Граф Волькенштейн, посетивший спектакль, одобрил: «Браво, Миша, браво!» и позволил поцеловать себе ручку. После чего в память о сем событии подарил ему трикотажный жилет и сверх того распорядился напоить чаем, что почиталось особой честью. Волькенштейну льстил успех своего подданного на губернской сцене, и он поощрял Щепкина, тем более что тот, подобно герою Бомарше, успевал исправно прислуживать хозяину и разучивать новые роли в театре.
«Разумеется, в достопамятный день представления «Зои», — писал по случаю 50-летия творческого пути Щепкина его современник, известный писатель и критик Сергей Тимофеевич Аксаков, — никто из окружающих Щепкина не подозревал в нем будущего славного актера, и всякий только посмеивался, глядя на его озабоченное лицо и важность, придаваемую им такому, по-видимому, пустому делу; но Щепкин чувствовал бессознательно, что роль почтаря Андрея решает его судьбу и определяет славную будущность».
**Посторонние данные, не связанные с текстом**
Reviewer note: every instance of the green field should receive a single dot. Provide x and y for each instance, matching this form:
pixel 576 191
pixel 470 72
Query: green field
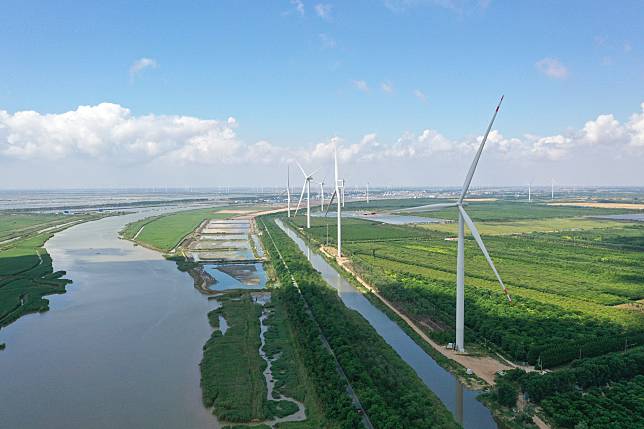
pixel 390 391
pixel 26 272
pixel 573 290
pixel 554 224
pixel 165 232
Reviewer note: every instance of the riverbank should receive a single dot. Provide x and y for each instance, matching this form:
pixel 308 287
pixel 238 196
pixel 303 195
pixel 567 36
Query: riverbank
pixel 26 270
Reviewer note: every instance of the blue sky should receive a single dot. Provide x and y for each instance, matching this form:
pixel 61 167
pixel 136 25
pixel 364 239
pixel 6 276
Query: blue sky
pixel 297 73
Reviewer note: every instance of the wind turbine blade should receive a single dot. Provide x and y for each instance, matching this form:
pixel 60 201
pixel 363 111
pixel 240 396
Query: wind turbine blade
pixel 301 196
pixel 301 169
pixel 470 173
pixel 428 208
pixel 328 206
pixel 479 241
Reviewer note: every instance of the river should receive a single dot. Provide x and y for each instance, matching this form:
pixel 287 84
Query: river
pixel 460 400
pixel 120 349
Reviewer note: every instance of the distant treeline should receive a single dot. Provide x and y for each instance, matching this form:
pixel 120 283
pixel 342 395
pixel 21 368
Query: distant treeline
pixel 390 391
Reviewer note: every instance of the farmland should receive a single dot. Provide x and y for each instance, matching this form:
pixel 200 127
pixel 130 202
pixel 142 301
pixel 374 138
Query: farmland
pixel 165 232
pixel 390 391
pixel 569 287
pixel 577 286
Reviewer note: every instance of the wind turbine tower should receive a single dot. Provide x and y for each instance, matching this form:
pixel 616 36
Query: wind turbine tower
pixel 464 218
pixel 307 188
pixel 337 193
pixel 322 195
pixel 288 190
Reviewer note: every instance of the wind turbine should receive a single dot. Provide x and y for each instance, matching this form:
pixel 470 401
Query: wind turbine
pixel 337 192
pixel 288 190
pixel 307 188
pixel 322 195
pixel 464 218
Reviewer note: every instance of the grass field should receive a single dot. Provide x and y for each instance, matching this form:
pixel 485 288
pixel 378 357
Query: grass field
pixel 528 225
pixel 26 271
pixel 231 369
pixel 165 232
pixel 569 287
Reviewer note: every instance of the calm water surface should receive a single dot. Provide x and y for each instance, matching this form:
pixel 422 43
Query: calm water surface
pixel 119 350
pixel 458 399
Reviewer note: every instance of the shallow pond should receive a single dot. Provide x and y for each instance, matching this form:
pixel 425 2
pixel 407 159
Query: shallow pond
pixel 237 276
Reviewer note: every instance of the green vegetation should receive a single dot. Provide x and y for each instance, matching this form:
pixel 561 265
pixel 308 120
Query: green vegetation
pixel 529 225
pixel 575 292
pixel 600 392
pixel 26 271
pixel 165 232
pixel 231 369
pixel 391 393
pixel 491 211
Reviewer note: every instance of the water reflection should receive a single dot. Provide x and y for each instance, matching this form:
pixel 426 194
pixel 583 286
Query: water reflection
pixel 458 399
pixel 119 350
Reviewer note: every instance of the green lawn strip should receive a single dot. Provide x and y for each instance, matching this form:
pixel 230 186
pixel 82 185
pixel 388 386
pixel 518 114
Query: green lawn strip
pixel 391 392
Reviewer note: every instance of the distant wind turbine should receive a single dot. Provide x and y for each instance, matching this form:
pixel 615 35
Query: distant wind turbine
pixel 288 190
pixel 464 218
pixel 307 188
pixel 337 192
pixel 322 195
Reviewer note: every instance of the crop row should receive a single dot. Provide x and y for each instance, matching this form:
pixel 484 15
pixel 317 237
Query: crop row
pixel 392 394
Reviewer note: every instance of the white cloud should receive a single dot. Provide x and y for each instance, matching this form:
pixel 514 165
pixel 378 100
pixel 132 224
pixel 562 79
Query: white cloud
pixel 361 85
pixel 110 131
pixel 552 68
pixel 323 10
pixel 111 134
pixel 420 95
pixel 299 6
pixel 387 87
pixel 141 64
pixel 327 41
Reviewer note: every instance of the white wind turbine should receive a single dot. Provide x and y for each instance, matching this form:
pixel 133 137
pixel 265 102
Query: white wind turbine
pixel 322 195
pixel 463 217
pixel 338 191
pixel 307 188
pixel 288 190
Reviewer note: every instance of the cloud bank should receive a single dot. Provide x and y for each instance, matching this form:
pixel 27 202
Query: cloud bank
pixel 111 133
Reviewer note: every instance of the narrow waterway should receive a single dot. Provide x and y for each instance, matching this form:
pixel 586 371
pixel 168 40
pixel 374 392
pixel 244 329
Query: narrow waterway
pixel 457 398
pixel 119 350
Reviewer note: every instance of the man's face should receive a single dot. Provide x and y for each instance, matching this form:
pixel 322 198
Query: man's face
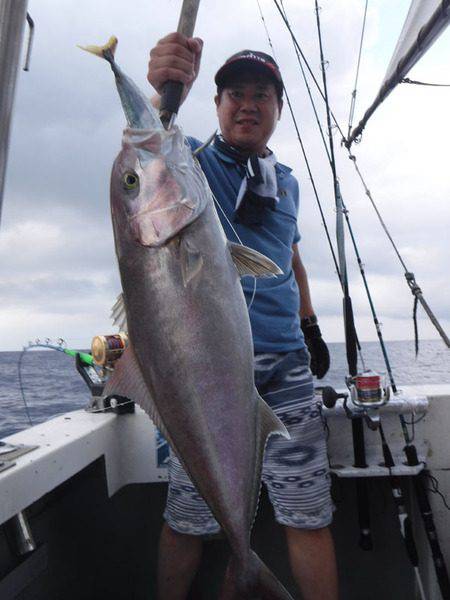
pixel 248 110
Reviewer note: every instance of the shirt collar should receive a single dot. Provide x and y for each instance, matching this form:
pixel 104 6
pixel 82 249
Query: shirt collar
pixel 279 167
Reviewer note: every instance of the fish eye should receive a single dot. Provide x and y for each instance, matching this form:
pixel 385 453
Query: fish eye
pixel 130 180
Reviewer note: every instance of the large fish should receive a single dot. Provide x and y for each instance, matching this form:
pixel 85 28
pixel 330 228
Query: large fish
pixel 190 360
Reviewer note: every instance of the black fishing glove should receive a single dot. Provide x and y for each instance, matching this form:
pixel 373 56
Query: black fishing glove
pixel 320 356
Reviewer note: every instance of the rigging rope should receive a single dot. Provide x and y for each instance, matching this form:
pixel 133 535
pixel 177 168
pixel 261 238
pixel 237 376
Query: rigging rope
pixel 355 87
pixel 409 276
pixel 305 156
pixel 407 80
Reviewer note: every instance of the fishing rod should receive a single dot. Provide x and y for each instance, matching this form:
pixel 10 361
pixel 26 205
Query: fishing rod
pixel 60 346
pixel 409 276
pixel 405 522
pixel 365 540
pixel 410 450
pixel 173 90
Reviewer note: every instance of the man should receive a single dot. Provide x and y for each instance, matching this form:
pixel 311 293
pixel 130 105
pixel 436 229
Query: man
pixel 258 203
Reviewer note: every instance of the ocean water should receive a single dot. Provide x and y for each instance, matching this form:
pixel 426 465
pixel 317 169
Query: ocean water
pixel 52 386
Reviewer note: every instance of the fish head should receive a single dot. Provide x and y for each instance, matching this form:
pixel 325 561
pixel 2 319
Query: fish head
pixel 157 188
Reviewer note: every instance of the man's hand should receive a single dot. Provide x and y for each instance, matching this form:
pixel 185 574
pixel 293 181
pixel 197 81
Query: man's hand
pixel 175 58
pixel 320 356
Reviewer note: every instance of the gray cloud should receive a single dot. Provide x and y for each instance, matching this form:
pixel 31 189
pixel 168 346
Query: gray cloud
pixel 58 274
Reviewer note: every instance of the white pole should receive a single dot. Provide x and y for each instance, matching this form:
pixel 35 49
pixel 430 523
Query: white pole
pixel 12 21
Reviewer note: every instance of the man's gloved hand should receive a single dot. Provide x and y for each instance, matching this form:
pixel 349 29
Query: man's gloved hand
pixel 320 356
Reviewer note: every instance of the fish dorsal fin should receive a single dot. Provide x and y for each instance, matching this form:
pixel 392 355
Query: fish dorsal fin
pixel 127 380
pixel 252 262
pixel 191 260
pixel 119 315
pixel 107 51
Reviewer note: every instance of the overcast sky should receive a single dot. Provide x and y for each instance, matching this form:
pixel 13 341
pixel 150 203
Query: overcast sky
pixel 58 272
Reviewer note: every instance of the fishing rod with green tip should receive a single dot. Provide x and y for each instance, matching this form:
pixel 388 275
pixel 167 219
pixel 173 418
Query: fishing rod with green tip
pixel 84 357
pixel 173 90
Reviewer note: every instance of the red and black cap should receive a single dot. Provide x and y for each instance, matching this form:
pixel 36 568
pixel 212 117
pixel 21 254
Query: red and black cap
pixel 250 60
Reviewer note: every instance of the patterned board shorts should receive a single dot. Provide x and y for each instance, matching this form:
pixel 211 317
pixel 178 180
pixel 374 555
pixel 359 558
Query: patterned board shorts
pixel 295 471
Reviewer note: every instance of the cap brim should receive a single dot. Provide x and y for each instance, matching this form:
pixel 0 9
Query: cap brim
pixel 236 68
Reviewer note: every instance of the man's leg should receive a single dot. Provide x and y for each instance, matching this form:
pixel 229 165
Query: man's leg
pixel 313 562
pixel 179 557
pixel 296 472
pixel 188 518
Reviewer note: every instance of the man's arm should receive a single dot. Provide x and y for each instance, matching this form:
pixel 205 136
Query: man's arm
pixel 174 58
pixel 320 356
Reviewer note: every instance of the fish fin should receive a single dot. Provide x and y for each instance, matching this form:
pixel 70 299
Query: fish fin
pixel 108 50
pixel 252 579
pixel 119 315
pixel 251 262
pixel 269 424
pixel 191 261
pixel 127 381
pixel 197 151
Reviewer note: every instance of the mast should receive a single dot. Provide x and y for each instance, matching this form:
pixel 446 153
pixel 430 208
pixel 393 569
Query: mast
pixel 406 57
pixel 12 21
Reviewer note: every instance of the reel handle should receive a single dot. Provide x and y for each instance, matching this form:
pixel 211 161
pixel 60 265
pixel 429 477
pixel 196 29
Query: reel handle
pixel 330 396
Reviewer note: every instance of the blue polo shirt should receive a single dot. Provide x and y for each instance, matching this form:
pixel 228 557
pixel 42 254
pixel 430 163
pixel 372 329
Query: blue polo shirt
pixel 274 311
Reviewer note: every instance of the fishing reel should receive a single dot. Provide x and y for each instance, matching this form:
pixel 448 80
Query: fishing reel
pixel 366 395
pixel 106 350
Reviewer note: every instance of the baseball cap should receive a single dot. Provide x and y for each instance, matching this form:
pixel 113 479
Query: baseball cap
pixel 250 59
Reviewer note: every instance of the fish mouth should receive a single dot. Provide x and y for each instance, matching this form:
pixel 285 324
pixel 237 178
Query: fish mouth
pixel 247 122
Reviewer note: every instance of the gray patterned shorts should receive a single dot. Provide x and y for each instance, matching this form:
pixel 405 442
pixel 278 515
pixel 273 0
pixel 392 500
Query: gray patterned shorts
pixel 295 471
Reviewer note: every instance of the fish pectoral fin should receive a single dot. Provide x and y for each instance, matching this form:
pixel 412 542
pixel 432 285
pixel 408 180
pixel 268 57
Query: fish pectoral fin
pixel 270 423
pixel 191 261
pixel 109 47
pixel 251 262
pixel 127 381
pixel 119 315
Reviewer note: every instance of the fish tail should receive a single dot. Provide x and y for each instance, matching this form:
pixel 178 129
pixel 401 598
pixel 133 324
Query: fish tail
pixel 251 579
pixel 107 51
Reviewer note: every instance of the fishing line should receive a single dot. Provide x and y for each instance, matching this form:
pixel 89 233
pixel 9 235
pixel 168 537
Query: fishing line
pixel 21 386
pixel 359 349
pixel 305 156
pixel 415 290
pixel 407 80
pixel 249 305
pixel 355 87
pixel 435 489
pixel 410 449
pixel 362 495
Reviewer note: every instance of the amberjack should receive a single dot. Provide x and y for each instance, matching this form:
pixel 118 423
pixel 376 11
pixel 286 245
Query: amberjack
pixel 190 360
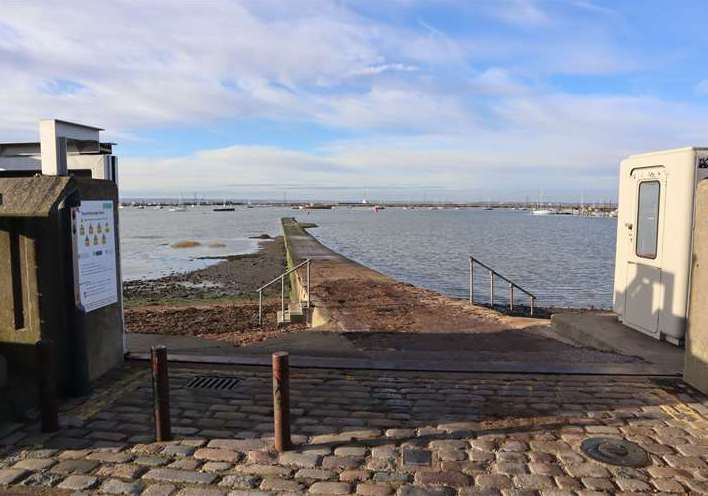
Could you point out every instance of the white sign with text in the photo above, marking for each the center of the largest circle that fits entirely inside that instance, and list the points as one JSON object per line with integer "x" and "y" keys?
{"x": 93, "y": 232}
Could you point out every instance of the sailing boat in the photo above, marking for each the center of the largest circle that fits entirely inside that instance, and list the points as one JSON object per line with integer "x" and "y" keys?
{"x": 179, "y": 207}
{"x": 224, "y": 208}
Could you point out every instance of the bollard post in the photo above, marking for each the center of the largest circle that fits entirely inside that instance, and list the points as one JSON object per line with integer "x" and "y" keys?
{"x": 281, "y": 401}
{"x": 160, "y": 393}
{"x": 48, "y": 403}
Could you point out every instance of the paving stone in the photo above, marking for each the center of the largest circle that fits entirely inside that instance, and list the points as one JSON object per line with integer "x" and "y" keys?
{"x": 200, "y": 491}
{"x": 425, "y": 491}
{"x": 35, "y": 464}
{"x": 330, "y": 488}
{"x": 632, "y": 485}
{"x": 279, "y": 485}
{"x": 587, "y": 470}
{"x": 216, "y": 466}
{"x": 416, "y": 457}
{"x": 115, "y": 486}
{"x": 71, "y": 467}
{"x": 108, "y": 457}
{"x": 78, "y": 482}
{"x": 240, "y": 481}
{"x": 10, "y": 476}
{"x": 217, "y": 455}
{"x": 354, "y": 475}
{"x": 436, "y": 478}
{"x": 340, "y": 462}
{"x": 178, "y": 450}
{"x": 183, "y": 476}
{"x": 598, "y": 483}
{"x": 264, "y": 470}
{"x": 242, "y": 445}
{"x": 315, "y": 473}
{"x": 303, "y": 460}
{"x": 350, "y": 451}
{"x": 368, "y": 489}
{"x": 151, "y": 461}
{"x": 534, "y": 482}
{"x": 493, "y": 481}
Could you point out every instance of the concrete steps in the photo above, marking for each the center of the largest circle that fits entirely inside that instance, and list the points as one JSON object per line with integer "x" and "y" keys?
{"x": 295, "y": 314}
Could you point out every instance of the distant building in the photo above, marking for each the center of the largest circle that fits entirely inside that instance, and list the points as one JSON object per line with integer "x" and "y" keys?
{"x": 63, "y": 148}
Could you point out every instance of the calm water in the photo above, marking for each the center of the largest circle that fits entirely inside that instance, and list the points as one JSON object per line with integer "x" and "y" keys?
{"x": 564, "y": 260}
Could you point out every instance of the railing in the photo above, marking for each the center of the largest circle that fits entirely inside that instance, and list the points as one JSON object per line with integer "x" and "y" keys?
{"x": 281, "y": 278}
{"x": 492, "y": 274}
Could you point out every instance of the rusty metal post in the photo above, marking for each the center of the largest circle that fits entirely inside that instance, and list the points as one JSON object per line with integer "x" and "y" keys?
{"x": 281, "y": 401}
{"x": 48, "y": 403}
{"x": 491, "y": 288}
{"x": 511, "y": 297}
{"x": 471, "y": 281}
{"x": 160, "y": 393}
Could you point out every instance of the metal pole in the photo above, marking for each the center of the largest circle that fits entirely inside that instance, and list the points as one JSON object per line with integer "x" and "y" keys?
{"x": 471, "y": 281}
{"x": 491, "y": 288}
{"x": 48, "y": 404}
{"x": 308, "y": 284}
{"x": 281, "y": 401}
{"x": 511, "y": 297}
{"x": 160, "y": 393}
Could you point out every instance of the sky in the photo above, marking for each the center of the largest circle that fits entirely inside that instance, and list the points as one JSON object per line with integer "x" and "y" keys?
{"x": 437, "y": 100}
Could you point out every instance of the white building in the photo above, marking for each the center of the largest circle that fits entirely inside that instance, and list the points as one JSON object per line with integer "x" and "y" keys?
{"x": 63, "y": 147}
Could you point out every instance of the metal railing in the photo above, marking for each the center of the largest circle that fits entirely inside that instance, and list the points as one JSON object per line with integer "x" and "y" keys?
{"x": 492, "y": 274}
{"x": 281, "y": 278}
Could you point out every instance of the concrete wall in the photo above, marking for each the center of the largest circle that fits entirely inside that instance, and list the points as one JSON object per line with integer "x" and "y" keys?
{"x": 696, "y": 369}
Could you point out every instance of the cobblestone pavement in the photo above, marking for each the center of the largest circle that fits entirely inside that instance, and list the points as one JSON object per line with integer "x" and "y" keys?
{"x": 369, "y": 433}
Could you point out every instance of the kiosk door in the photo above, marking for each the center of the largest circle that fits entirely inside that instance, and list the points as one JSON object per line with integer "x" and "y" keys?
{"x": 644, "y": 293}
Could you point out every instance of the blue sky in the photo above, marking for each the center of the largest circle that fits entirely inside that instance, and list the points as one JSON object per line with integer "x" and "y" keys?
{"x": 398, "y": 99}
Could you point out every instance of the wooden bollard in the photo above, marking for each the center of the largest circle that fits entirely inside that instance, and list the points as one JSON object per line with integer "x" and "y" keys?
{"x": 281, "y": 401}
{"x": 161, "y": 393}
{"x": 48, "y": 403}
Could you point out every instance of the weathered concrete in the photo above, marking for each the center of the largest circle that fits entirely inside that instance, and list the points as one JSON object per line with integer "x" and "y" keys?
{"x": 696, "y": 372}
{"x": 602, "y": 331}
{"x": 3, "y": 372}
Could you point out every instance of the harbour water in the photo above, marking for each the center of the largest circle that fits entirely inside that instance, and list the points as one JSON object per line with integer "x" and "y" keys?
{"x": 564, "y": 260}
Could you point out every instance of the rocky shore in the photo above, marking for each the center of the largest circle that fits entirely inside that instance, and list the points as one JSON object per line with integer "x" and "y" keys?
{"x": 235, "y": 276}
{"x": 218, "y": 302}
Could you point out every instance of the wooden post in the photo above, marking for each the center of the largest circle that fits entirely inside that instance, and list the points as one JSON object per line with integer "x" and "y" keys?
{"x": 281, "y": 401}
{"x": 48, "y": 404}
{"x": 161, "y": 393}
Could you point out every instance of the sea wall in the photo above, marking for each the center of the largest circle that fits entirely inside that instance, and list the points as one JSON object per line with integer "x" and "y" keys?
{"x": 293, "y": 236}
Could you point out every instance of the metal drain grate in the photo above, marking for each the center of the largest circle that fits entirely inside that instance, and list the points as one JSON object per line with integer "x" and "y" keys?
{"x": 213, "y": 382}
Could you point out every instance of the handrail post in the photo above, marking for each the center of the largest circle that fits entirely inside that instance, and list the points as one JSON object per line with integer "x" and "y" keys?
{"x": 511, "y": 297}
{"x": 471, "y": 281}
{"x": 491, "y": 288}
{"x": 308, "y": 283}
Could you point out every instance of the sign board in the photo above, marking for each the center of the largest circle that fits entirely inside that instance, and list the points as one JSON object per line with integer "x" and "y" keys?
{"x": 93, "y": 233}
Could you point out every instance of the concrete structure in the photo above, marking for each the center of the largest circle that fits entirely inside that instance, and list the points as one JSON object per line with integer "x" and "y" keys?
{"x": 64, "y": 147}
{"x": 696, "y": 368}
{"x": 654, "y": 237}
{"x": 48, "y": 272}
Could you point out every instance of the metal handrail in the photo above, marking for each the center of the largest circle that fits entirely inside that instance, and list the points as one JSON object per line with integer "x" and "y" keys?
{"x": 281, "y": 278}
{"x": 512, "y": 285}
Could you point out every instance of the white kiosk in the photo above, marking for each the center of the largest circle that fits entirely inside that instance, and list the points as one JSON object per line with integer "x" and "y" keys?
{"x": 654, "y": 239}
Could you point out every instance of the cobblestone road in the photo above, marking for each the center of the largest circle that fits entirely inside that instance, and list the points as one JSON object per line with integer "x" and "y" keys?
{"x": 369, "y": 433}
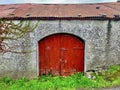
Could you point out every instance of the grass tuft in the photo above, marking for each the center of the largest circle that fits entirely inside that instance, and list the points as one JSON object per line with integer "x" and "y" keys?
{"x": 109, "y": 78}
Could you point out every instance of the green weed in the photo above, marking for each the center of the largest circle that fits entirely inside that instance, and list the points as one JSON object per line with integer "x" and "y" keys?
{"x": 111, "y": 77}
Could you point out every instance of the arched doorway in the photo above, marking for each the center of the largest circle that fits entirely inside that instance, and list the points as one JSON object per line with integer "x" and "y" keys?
{"x": 61, "y": 54}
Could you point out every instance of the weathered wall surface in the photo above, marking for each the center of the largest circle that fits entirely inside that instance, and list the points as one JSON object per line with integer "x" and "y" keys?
{"x": 102, "y": 45}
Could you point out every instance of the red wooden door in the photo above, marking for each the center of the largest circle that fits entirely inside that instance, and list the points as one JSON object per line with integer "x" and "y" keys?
{"x": 61, "y": 54}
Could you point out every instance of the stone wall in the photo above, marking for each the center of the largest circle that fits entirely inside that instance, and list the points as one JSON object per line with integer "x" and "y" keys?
{"x": 102, "y": 45}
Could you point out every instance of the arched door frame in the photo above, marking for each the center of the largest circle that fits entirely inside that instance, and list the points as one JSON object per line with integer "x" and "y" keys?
{"x": 59, "y": 33}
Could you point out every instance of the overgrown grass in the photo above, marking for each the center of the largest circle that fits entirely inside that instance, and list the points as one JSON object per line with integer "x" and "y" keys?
{"x": 111, "y": 77}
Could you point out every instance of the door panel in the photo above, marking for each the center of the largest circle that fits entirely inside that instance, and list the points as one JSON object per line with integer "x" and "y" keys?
{"x": 61, "y": 54}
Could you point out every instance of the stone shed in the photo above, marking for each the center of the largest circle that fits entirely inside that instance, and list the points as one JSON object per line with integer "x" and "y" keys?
{"x": 69, "y": 38}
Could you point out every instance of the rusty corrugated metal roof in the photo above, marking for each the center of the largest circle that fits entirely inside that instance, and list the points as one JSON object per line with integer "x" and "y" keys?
{"x": 106, "y": 10}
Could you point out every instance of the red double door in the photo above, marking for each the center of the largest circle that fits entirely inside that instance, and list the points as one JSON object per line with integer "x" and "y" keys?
{"x": 61, "y": 54}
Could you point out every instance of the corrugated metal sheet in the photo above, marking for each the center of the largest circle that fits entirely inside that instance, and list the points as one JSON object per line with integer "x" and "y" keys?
{"x": 13, "y": 11}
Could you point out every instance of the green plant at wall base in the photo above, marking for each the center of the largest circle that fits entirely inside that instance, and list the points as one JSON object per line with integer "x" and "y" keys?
{"x": 11, "y": 30}
{"x": 72, "y": 82}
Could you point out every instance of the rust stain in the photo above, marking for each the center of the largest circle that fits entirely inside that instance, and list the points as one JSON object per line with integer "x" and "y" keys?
{"x": 60, "y": 10}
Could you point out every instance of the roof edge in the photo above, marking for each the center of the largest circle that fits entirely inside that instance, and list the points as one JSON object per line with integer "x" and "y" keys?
{"x": 61, "y": 18}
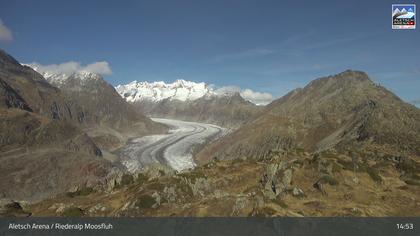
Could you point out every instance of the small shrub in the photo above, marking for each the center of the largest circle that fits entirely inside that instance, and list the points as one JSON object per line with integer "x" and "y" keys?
{"x": 73, "y": 212}
{"x": 412, "y": 182}
{"x": 156, "y": 186}
{"x": 374, "y": 174}
{"x": 328, "y": 179}
{"x": 145, "y": 201}
{"x": 280, "y": 202}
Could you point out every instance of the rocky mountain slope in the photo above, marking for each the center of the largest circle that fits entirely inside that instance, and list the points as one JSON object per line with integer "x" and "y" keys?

Совсем не напрасно радовался безмерно семнадцатилетний Щепкин своему первому выступлению в профессиональном театре. Оно оказалось началом его большого творческого пути, первой успешной попыткой, пробой сил, ставшей его судьбой. Теперь ни о чем другом не мог помышлять юноша, сцена захватила его целиком и полностью. Совсем неспроста Владимир Алексеевич Гиляровский, знавший актерский мир не хуже знаменитой тогда Хитровки, напишет более чем через столетие, что в «старые времена не поступали в театр, а попадали, как попадают не в свой вагон, в тюрьму или под колеса поезда. А кто уж попал туда, там и оставался».